A 3 mois de la 3e commémoration de l’assassinat de Chokri Belaïd, il est à craindre que l’idylle Nidaa/Ennahdha n’enterre, définitivement, les dossiers des assassinats politiques.

Par Abdellatif Ben Salem

Près de 3 ans après l’assassinat de Chokri Belaid, en cette triste journée du 6 février 2013, par des extrémistes religieux, la vérité sur ce crime politique tarde à être révélée par une justice inexplicablement peu pressée à faire parler les faits et les acteurs et à lever le voile sur les complicités à certains niveaux de l’Etat. Et même en cette année 2015, marquée par l’arrivée au pouvoir de Nidaa Tounes et de son fondateur Béji Caïd Essebsi, avec la promesse d’accélérer les enquêtes sur les assassinats, on a continué à assister aux mêmes atermoiements d’une justice incompétente, peureuse ou écrasée par l’ampleur de la tâche.

Le 5 février 2015, Basma Khalfaoui a fait savoir que le Comité de défense de Chokri Belaïd a déposé pour la seconde fois une plainte auprès de l’Instance provisoire de l’ordre de la magistrature, contre le juge de la 13e chambre auprès du tribunal de 1ère instance de Tunis instruisant le dossier de l’assassinat du leader du Front populaire.

Cette décision avait pour but de mettre un terme à une série de manquements et de retards dans l’avancement de la procédure. Une première plainte avait déjà été déposée auprès de ministre de la Justice à la suite de l’avis émis par la Cour de cassation reconnaissant que des failles avaient été enregistrées au cours de l’instruction menée par ce même juge.
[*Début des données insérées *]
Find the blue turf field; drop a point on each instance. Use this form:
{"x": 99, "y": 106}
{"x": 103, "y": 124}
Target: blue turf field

Le 22 septembre 2015, le président de la république Béji Caïd Essebsi a reçu Salah Belaïd, père du martyr et Me Khalfaoui, sa veuve. Il leur réitéra, comme à l’habitude, sa détermination à tout mettre en œuvre pour aider la justice à faire toute la lumière sur l’assassinat du leader révolutionnaire. La langue de bois mise à part, on ignore la portée de cette «détermination» et son degré de sincérité.

Ben gharbia Moez

En attendant les «révélations» de Moez Ben Gharbia.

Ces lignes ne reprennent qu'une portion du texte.